Ora il tempo è diverso. Dobbiamo pensare a cosa è realmente in gioco nel modo brutale in cui la polizia tratta i residenti delle periferie urbane. La scusa che scatena la violenza del narcotraffico e l'accoglienza dei banditi in questi luoghi deve essere meglio compresa, poiché il più delle volte copre un approccio violento, inutile e razzista della polizia.
Cos'è allora il razzismo oggi? Oltre agli atteggiamenti e ai comportamenti, nel razzismo sono sempre presenti due tratti.
In primo luogo, un sistema di disuguaglianze sociali che si riproduce sistematicamente, colpendo gli stessi gruppi, avvantaggiando alcuni e penalizzando altri, anche se non utilizza la dottrina razzista, ma che può essere statisticamente identificato come riguardante gruppi con caratteristiche considerate razziali o etniche. Cioè, non si tratta di sfruttamento di classe, studiato classicamente da Marx, che saccheggia i lavoratori senza alcuna coercizione fisica o alcun segno culturale. O il dominio maschile, o un altro sistema di disuguaglianze sistematiche. Ma, ugualmente, è inscritta nella logica di funzionamento delle istituzioni – nel linguaggio, nelle organizzazioni civili, negli apparati statali, nel nostro modo di vivere la vita e non pensarla.

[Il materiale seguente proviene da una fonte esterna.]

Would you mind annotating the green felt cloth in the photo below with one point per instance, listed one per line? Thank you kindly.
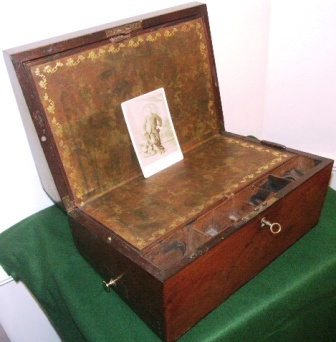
(293, 299)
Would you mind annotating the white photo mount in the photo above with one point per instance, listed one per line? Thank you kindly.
(152, 131)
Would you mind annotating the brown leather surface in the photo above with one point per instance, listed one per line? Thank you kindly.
(81, 93)
(144, 210)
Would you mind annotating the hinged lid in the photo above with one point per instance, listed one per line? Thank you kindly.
(74, 87)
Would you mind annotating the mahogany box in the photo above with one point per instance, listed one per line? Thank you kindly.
(176, 244)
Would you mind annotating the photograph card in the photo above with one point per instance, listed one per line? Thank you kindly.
(152, 131)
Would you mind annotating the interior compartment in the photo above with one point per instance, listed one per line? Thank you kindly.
(180, 244)
(232, 209)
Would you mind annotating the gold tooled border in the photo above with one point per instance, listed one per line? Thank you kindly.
(42, 72)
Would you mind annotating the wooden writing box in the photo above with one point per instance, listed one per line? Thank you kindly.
(176, 244)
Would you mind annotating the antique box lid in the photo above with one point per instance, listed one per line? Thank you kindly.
(72, 87)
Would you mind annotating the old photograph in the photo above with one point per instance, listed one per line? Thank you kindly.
(152, 131)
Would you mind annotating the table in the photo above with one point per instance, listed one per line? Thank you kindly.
(293, 299)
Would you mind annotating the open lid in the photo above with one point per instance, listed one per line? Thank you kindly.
(74, 87)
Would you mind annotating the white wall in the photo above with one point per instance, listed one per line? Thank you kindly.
(277, 74)
(300, 104)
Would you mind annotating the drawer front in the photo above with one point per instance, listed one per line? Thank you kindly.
(209, 280)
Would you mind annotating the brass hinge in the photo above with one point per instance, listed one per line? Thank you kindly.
(68, 203)
(120, 33)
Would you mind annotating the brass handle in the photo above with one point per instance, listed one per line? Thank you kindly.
(275, 228)
(113, 282)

In secondo luogo, è un sistema moralmente ingiusto basato sulla mancanza di rispetto. Mancanza di rispetto nel senso dato dal filosofo neozelandese Joshua Glasgow (“mancato riconoscimento adeguato delle persone come creature autonome, indipendenti, sensibili e moralmente significative” in “Racism as Disrespect”, Etica, P. 85). Mancanza di rispetto che non si manifesta solo nei rapporti interpersonali, ma nelle istituzioni sociali, quando ignorano durevolmente i valori, gli interessi e la vita delle persone di una certa origine razziale.

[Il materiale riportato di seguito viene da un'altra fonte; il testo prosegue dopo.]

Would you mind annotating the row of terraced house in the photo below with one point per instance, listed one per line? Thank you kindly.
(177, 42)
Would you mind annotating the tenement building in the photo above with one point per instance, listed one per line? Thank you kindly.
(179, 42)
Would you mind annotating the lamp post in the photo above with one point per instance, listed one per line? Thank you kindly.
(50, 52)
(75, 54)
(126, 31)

Ebbene, penso che le proteste seguite all'omicidio di George Floyd, di portata intercontinentale, siano avvenute in tutti i Paesi dove la popolazione nera è sottoposta a questa forma di razzismo. In Brasile, la nostra comprensione di cosa sia il razzismo sta iniziando a mostrare che è cambiata. Una nuova generazione di intellettuali neri lavora nelle nostre università e nella nostra stampa ed è necessario rafforzare il dialogo con loro. Sono su diversi blog e sono già nei media mainstream. Qualcosa è cambiato, è cambiata la percezione del razzismo, la violenza razziale è diventata un linguaggio e, come dicono gli oligarchi vigilanti, il bastone che colpisce Chico, colpisce Francisco.
*Antonio Sergio Alfredo Guimarães è professore senior in pensione presso il Dipartimento di Sociologia dell'USP. Autore, tra gli altri libri, di Classi, razze e democrazia (Editore 34).